Plan decomposition and merge: A correspondence between team actions and goals and individual actions and goals must be set. The team plan decomposition may create individual goals that are not necessarily known to all the team players. Furthermore, within the contingency team plan, it is expected that there may be a variety of adversary-independent and adversary-dependent goals. The decomposition, coordination, and appropriate merge of individual plans to the service of the main team plan remain open challenging research tasks. RoboCup provides an excellent framework to study these issues

Executing Team Plans: Team plan execution during the game is the determining factor in the performance of the team. It addresses the coordination contigencies that arise during the execution, without the need for detailed, domain-specific coordination plans. Execution also monitors the contingency conditions that are part of the global contingency team plan. Selection of the appropriate course of action is driven by the state information gathered by execution.

### Evaluations

The Teamwork Challenge scenario described above has been idealized by several AI researchers, at least in the planning and multiagent communities. RoboCup, both in its simulated and real leagues, provides a synergistic framework to develop and/or test dynamic planning multiagent algorithms. Specifically, we are planning to evaluate the architecture and teams in the following evaluation scheme:
• Basic Performance:
The team must be able to play reasonably well against both the best hand-coded teams, which has no planning, and against other planning-based systems. Relative performance of the team can be measured by actually playing a series of games against other unknown teams. Thus, basic performance will be measured by:
1. Performance against hand-coded teams.
2. Performance against other teams.
• Robustness: The robustness in teamwork means that the team, as a whole, can continue to carry out the mission even if unexpected changes, such as accidental removal of the players in the team, sudden change of team conposition, or changes in operation environment. For example, if one of players in the team was disabled, the team should be able to cope with such accidents, by taking over the role of disabled players, or reformulating their team strategy. Thus, this evalution represents a set of unexpected incidents during the game, such as:
1. Some players will be disabled, or their capability will be significantly undermined by these accidents. Also, some disabled players may be enabled later in the game.
2. Opponent switch their strategy, and the team must cope with their new strategy in real time.
3. Some of opponent's players will be disabled, or their performance will be significantly undermined. These disabled players may come back to the game later.
4. Teammate changes during the game.
5. Weather factor changes.
The RoboCup Teamwork Challenge therefore is to define a general set of teamwork capabilities to be integrated with agent architectures to facilitate flexible, reusable teamwork. The following then establish the general evaluation criteria:
• General Performace:
General performance of the team, thus the underlying algorithms, can be measured by a series of games against various teams. This can be divided into two classes (1) normal compeitions where no accidental factors involved, and (2) contigency evaluaiton where accidental factors are introduced.
• Real-Time Operations:
The real-time execution, monotoring, and replanning of the contingency plan is an important factor of the evaluaiton. For any team to be successful in the RoboCup server, it must be able to react in real time: sensory information arrives between 2 and 8 times a second and agents can act up to 10 times a second.
• Generality:
Reuse of architecture in other applications: Illustrate the reuse of teamwork capabilities in other applications, including applications for information integration on the internet, entertainment, training, etc.?
• Conformity with Learning:
Finally, given the premises above and the complexity of the issues, we argue and challenge that a real-time multiagent planning system needs to have the ability to be well integrated with a learning approach, i.e., it needs to refine and dynamically adapt and refine its complete behavior (individual and team) based on its past experience.
Other issues such as reuse of teamwork architecture within the RoboCup community, and planning for team players that are not yet active in order to increase their probability of being useful in future moves, such as role playing and positioning of the team players that {\it do not} have the ball, will be considered, too.

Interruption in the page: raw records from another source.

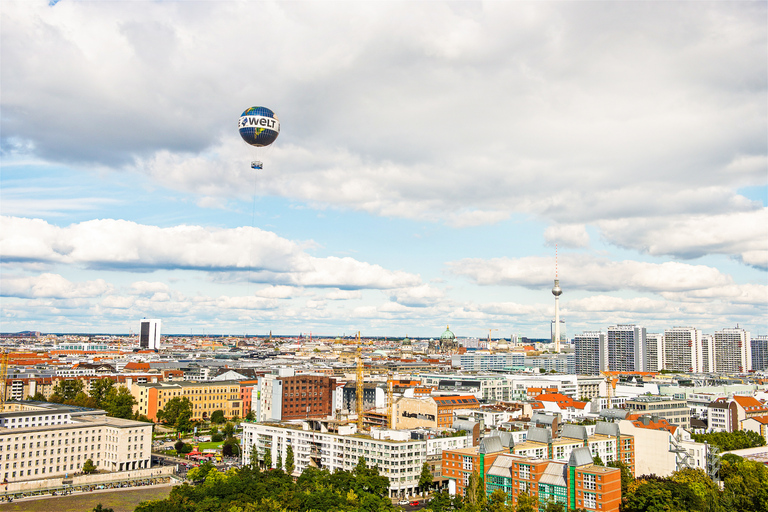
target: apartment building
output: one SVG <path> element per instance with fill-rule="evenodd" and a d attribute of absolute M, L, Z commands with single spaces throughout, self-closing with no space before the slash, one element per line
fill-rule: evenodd
<path fill-rule="evenodd" d="M 715 331 L 715 371 L 741 373 L 752 369 L 749 332 L 741 328 Z"/>
<path fill-rule="evenodd" d="M 646 371 L 645 327 L 615 325 L 608 328 L 608 370 Z"/>
<path fill-rule="evenodd" d="M 646 364 L 649 372 L 658 372 L 664 369 L 665 364 L 665 352 L 664 352 L 664 335 L 656 332 L 649 332 L 645 335 L 646 357 L 648 362 Z"/>
<path fill-rule="evenodd" d="M 500 489 L 514 505 L 527 493 L 540 504 L 561 503 L 566 510 L 618 512 L 621 470 L 595 466 L 586 447 L 575 449 L 567 461 L 500 454 L 485 474 L 485 492 Z"/>
<path fill-rule="evenodd" d="M 80 471 L 88 459 L 104 471 L 149 468 L 153 427 L 93 409 L 6 404 L 0 413 L 0 474 L 8 482 L 60 478 Z"/>
<path fill-rule="evenodd" d="M 604 421 L 595 425 L 591 435 L 581 425 L 565 424 L 557 437 L 553 437 L 550 429 L 531 427 L 526 440 L 516 444 L 511 452 L 538 459 L 567 461 L 580 447 L 589 448 L 592 456 L 599 456 L 603 462 L 621 461 L 634 472 L 634 439 L 622 434 L 615 423 Z"/>
<path fill-rule="evenodd" d="M 412 496 L 418 492 L 421 468 L 428 453 L 435 453 L 442 439 L 412 439 L 409 430 L 372 429 L 359 433 L 354 425 L 339 425 L 333 421 L 309 420 L 289 423 L 250 423 L 243 427 L 243 463 L 250 461 L 256 450 L 259 458 L 266 449 L 272 453 L 272 464 L 278 457 L 286 459 L 288 446 L 294 454 L 296 472 L 308 466 L 351 471 L 360 457 L 370 466 L 378 466 L 382 476 L 389 478 L 391 497 Z M 447 445 L 471 444 L 470 436 L 451 438 Z"/>
<path fill-rule="evenodd" d="M 701 331 L 693 327 L 673 327 L 664 331 L 664 368 L 673 372 L 703 370 Z"/>
<path fill-rule="evenodd" d="M 630 413 L 654 414 L 678 427 L 691 427 L 691 409 L 686 400 L 669 396 L 638 396 L 624 402 Z"/>
<path fill-rule="evenodd" d="M 768 415 L 768 406 L 752 396 L 718 398 L 707 406 L 710 432 L 734 432 L 742 430 L 742 422 L 748 418 Z"/>
<path fill-rule="evenodd" d="M 453 425 L 454 411 L 460 409 L 477 409 L 480 402 L 472 395 L 434 396 L 437 404 L 437 428 L 446 429 Z"/>
<path fill-rule="evenodd" d="M 239 417 L 242 412 L 238 381 L 134 384 L 131 394 L 137 402 L 134 409 L 152 421 L 157 421 L 157 411 L 174 398 L 189 399 L 193 421 L 208 419 L 217 410 L 224 411 L 225 418 Z"/>
<path fill-rule="evenodd" d="M 576 375 L 600 375 L 608 369 L 608 346 L 604 332 L 584 331 L 573 337 Z"/>

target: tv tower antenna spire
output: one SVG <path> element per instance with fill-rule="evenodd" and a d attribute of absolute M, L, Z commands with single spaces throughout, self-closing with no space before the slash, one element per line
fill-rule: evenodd
<path fill-rule="evenodd" d="M 560 352 L 560 295 L 563 294 L 560 288 L 560 279 L 557 275 L 557 244 L 555 244 L 555 286 L 552 288 L 552 295 L 555 296 L 555 352 Z"/>

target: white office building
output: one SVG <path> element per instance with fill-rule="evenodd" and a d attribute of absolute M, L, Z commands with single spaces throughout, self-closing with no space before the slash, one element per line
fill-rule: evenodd
<path fill-rule="evenodd" d="M 584 331 L 573 337 L 577 375 L 600 375 L 608 369 L 608 344 L 604 332 Z"/>
<path fill-rule="evenodd" d="M 693 327 L 673 327 L 664 331 L 664 368 L 673 372 L 704 371 L 701 331 Z"/>
<path fill-rule="evenodd" d="M 647 353 L 645 327 L 615 325 L 608 328 L 608 370 L 644 372 Z"/>
<path fill-rule="evenodd" d="M 141 321 L 139 326 L 139 347 L 160 350 L 160 320 Z"/>
<path fill-rule="evenodd" d="M 664 369 L 664 335 L 654 332 L 645 335 L 645 345 L 647 347 L 649 372 L 658 372 Z"/>
<path fill-rule="evenodd" d="M 315 420 L 243 423 L 242 427 L 243 464 L 250 463 L 253 450 L 261 459 L 269 449 L 274 467 L 278 457 L 286 460 L 288 446 L 293 450 L 296 473 L 309 466 L 331 473 L 337 469 L 352 471 L 358 459 L 365 457 L 368 466 L 378 466 L 379 473 L 389 478 L 391 497 L 413 496 L 418 492 L 421 468 L 428 453 L 437 453 L 444 447 L 464 448 L 472 443 L 471 436 L 411 439 L 410 430 L 373 429 L 370 434 L 361 434 L 354 425 Z"/>
<path fill-rule="evenodd" d="M 740 373 L 751 369 L 749 332 L 739 327 L 715 331 L 715 371 Z"/>

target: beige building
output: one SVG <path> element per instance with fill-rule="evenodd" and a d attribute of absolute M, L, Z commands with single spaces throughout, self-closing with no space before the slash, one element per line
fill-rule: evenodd
<path fill-rule="evenodd" d="M 189 399 L 193 421 L 206 420 L 217 410 L 224 411 L 225 418 L 239 417 L 242 412 L 240 383 L 232 380 L 134 384 L 131 394 L 137 402 L 134 411 L 152 421 L 157 421 L 157 411 L 174 398 Z"/>
<path fill-rule="evenodd" d="M 430 397 L 406 398 L 392 406 L 392 428 L 437 428 L 437 402 Z"/>
<path fill-rule="evenodd" d="M 0 413 L 0 474 L 8 482 L 74 475 L 88 459 L 103 471 L 149 468 L 153 427 L 100 410 L 6 404 Z"/>

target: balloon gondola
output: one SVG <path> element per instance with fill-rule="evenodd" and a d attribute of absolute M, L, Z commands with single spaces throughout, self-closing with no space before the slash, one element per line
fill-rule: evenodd
<path fill-rule="evenodd" d="M 267 107 L 251 107 L 240 115 L 237 123 L 240 136 L 251 146 L 264 148 L 275 142 L 280 134 L 280 121 Z M 257 151 L 256 156 L 259 156 Z M 251 162 L 251 169 L 263 169 L 261 160 Z"/>

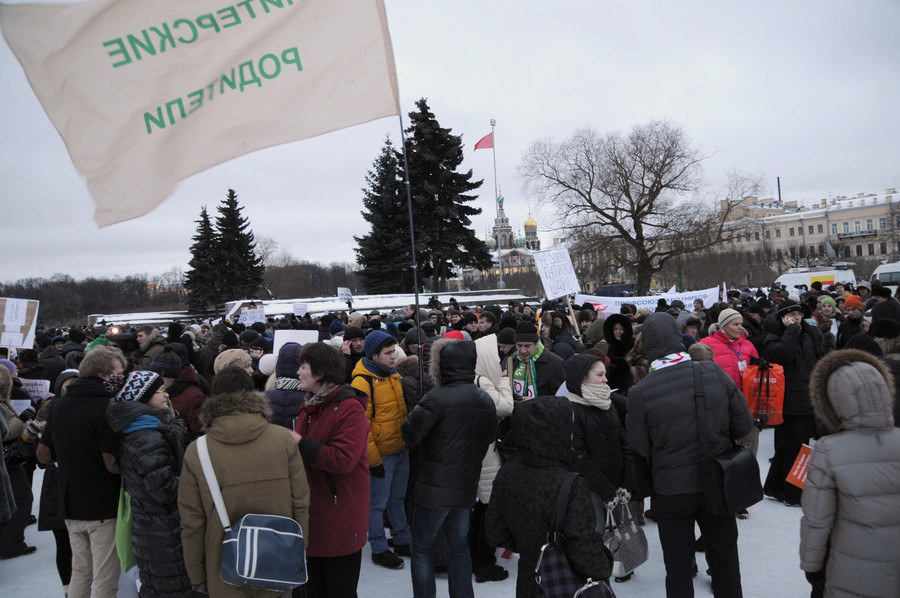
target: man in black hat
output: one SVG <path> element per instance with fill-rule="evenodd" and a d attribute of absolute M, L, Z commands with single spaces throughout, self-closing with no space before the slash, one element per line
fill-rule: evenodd
<path fill-rule="evenodd" d="M 520 322 L 514 339 L 513 398 L 520 401 L 555 395 L 566 380 L 565 362 L 544 347 L 531 322 Z"/>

## RoboCup Opponent Modeling Challenge

Agent modeling -- modeling and reasoning about other agent's goals, plans, knowledge, capabilities, or emotions --- is a key issue in multi-agent interaction. The RoboCup opponent modeling challenge calls for research on modeling a team of opponents in a dynamic, multi-agent domain. The modeling issues in RoboCup can be broken down into three parts:
• On-line tracking:
Involves individual players' real-time, dynamic tracking of opponents' goals and intentions based on observations of actions. A player may use such tracking to predict the opponents' play and react appropriately. Thus if a player predicts that player-5 is going to pass a ball to player-4, then it may try to cover player-4. Such on-line tracking may also be used in service of deception. The challenges here are (i) real-time tracking despite the presence of ambiguity; (ii) addressing the dynamism in the world; (iii) tracking teams rather than only individuals -- this requires an understanding of concepts involved in teamwork. On-line tracking may feed input to the on-line planner or the on-line learning alogrithm.
• On-line strategy recognition:
"Coach" agents for teams may observe a game from the sidelines, and understand the high-level strategies employed by the opposing team. This contrasts with on-line tracking because the coach can perform a much higher-level, abstract analysis, and in the absence of real-time pressures, its analysis can be more detailed. The coach agents may then provide input to its players to change the team formations, or play strategy.
• Off-line review:
"Expert" agents may observe the teams playing in an after-action review, to recognize the strenghts and weaknesses of the teams, and provide an expert commentary. These experts may be trained on databases of human soccer play.
These issues pose some fundamental challenges that will significantly advance the state of the art in agent modeling. In particular, previous work has mostly focused on plan recognition in static, single-agent domains, without real-time constraints. Only recently has attention shifted to dynamic, real-time environments, and modeling of multi-agent teamwork. A realistic challenge for IJCAI-99 will be to aim for on-line tracking. Optimistically, we expect some progress towards on-line strategy recognition; off-line review will likely require further research beyond IJCAI-99. For evaluation, we propose, at least, following evaluation to be carried out to measure the progress:
• Game Playing:
A team of agents plays against two types of teams:
1. One or two unseen RoboCup team from IJCAI-97, shielded from public view.
2. The same unseen RoboCup teams from IJCAI-97 as above, but modified with some new behaviors. These teams will now deliberately try out new adventurous strategies, or new defensive strategies.
• Disabled Tracking:
Tracking functionality of the agents will be turned off, and compared with normal performance.
• Deceptive Sequences:
Fake teams will be created which generates deceptive moves. The challenger's agent must be able to recognize the opponent's deceptive moves to beat this team.
For each type of team, we will study the performance of the agent-modelers. Of particular interest is variations seen in agent-modelers behaviors given the modification in the opponents' behaviors. For each type of team, we will also study the advise offered by the coach agent, and the reviews offered by the expert agents, and the changes in them given the changes in the opponents' behaviors.